Viele Konsumenten wissen nicht, dass ihr Brot aus einer ausländischen Backstube stammt. Im vergangenen Jahr importierte die Schweiz laut Zollstatistik 142 000 Tonnen Backwaren. Vor zehn Jahren waren es ein Drittel weniger. Bei den importierten Backwaren handelt es sich in erster Linie um Aufbackprodukte und Sandwichbrote, zudem um ausländische Spezialitäten wie Baguettes und Brioches aus Frankreich, Brezeln aus Bayern oder Focaccia aus Italien.
Künftig müssen Läden schriftlich angeben, woher ihre Brote und Backwaren stammen.
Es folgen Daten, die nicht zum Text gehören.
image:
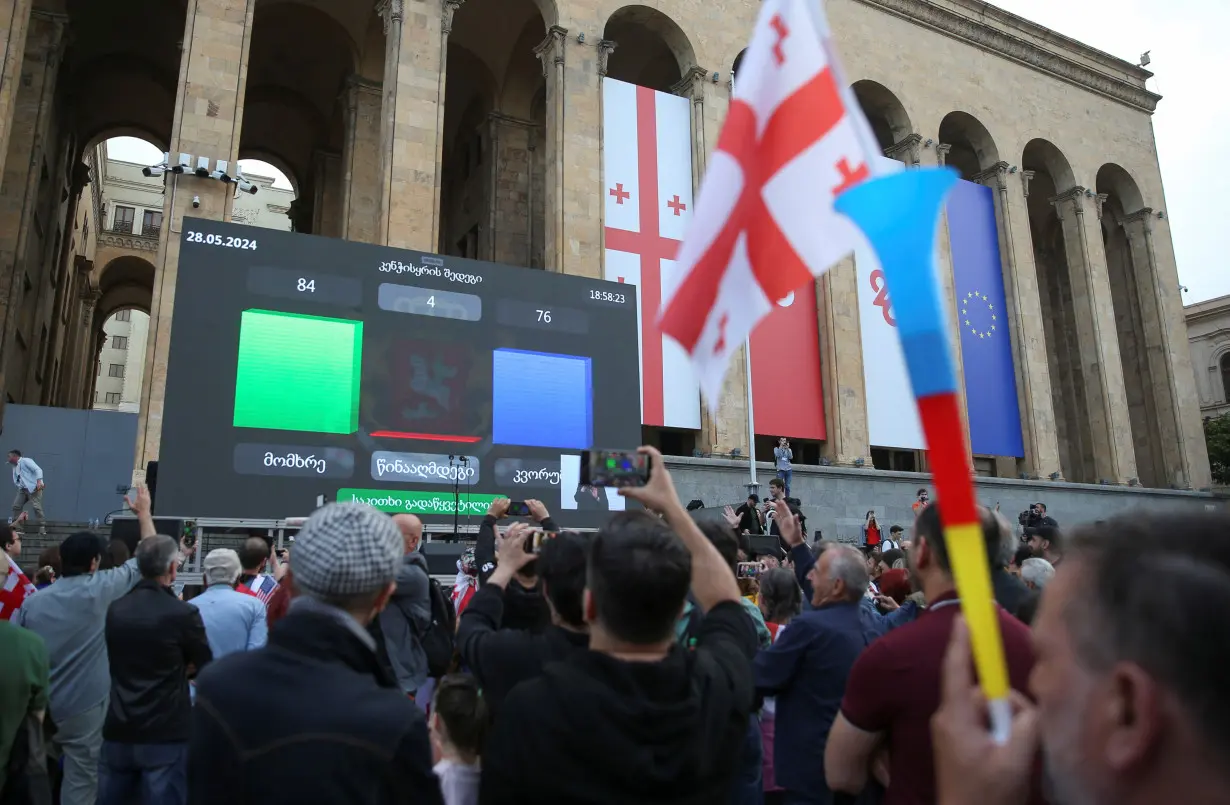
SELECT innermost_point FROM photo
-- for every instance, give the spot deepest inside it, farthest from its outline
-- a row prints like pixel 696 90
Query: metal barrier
pixel 208 529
Das Parlament hat vergangene Woche eine Deklarationspflicht für Brot und Backwaren beschlossen.
Bei Lidl Schweiz machen die ausländischen Backwaren 25 Prozent des Brotsortiments aus. Doch die neue Regelung dürfte dort kaum zu Veränderungen führen, meint der Discounter. Denn Lidl schreibt auf seinen Backwaren bereits heute die Herkunft an.
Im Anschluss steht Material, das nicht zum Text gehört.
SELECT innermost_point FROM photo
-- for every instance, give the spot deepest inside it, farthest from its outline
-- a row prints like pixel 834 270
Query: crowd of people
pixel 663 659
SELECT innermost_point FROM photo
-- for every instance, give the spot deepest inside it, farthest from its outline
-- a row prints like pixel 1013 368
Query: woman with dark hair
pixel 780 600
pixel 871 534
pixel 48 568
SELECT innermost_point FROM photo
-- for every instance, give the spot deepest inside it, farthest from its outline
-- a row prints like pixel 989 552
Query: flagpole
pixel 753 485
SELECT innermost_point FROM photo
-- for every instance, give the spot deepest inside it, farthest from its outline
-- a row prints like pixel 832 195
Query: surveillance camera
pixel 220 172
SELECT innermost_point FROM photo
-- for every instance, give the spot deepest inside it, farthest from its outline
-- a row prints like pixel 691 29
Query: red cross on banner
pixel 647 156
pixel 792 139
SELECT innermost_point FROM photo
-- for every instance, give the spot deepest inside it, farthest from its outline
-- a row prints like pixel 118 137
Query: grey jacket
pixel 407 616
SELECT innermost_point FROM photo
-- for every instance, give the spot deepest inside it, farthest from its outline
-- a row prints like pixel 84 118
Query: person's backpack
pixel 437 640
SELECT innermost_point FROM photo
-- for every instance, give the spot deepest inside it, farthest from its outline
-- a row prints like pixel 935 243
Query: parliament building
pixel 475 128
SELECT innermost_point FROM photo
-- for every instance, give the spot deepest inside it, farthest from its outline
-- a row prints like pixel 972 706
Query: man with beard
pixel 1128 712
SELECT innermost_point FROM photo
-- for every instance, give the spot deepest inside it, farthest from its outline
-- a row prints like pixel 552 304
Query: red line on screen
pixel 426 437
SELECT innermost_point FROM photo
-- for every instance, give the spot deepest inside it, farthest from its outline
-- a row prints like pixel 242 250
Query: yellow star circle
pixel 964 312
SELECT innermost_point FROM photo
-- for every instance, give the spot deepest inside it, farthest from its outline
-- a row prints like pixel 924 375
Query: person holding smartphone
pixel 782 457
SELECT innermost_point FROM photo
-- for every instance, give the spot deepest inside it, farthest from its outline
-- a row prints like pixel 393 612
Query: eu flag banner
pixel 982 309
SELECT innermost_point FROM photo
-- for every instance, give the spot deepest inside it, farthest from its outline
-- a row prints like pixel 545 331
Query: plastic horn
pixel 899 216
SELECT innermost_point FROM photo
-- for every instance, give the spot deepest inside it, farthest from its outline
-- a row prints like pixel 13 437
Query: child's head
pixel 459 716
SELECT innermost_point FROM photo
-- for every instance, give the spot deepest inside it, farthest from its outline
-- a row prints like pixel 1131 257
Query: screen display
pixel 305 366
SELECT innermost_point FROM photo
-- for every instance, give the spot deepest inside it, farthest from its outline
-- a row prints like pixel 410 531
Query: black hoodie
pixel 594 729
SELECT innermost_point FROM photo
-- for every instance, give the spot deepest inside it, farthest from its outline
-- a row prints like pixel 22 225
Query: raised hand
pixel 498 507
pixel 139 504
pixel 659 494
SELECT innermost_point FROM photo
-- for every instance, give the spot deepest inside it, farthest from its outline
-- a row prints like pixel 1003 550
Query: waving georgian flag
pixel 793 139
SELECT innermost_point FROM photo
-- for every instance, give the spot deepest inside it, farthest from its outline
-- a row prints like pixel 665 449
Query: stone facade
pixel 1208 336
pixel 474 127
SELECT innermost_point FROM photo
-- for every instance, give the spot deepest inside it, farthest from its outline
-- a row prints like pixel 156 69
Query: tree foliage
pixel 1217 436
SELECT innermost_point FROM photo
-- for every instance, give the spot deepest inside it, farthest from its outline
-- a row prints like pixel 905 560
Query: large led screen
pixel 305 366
Bei Coop und Migros sei einheimisches Brot «in den meisten Fällen» bereits gekennzeichnet, schreibt die IG Detailhandel. Coop importiert nach eigenen Angaben deutlich weniger als zehn Prozent der Brotwaren. Bei der Migros sind es weniger als fünf Prozent.
Eingeführt wird die neue Deklarationspflicht auf Vorschlag der Branchenverbände. Der Verein Schweizer Brot will mit der neuen Regelung Absatz und Konsum des Schweizer Brotes fördern – und das Schweizer Brot mit einer Marke schützen. Damit soll ein «Mehrwert» des Schweizer Brotes besser verkauft werden.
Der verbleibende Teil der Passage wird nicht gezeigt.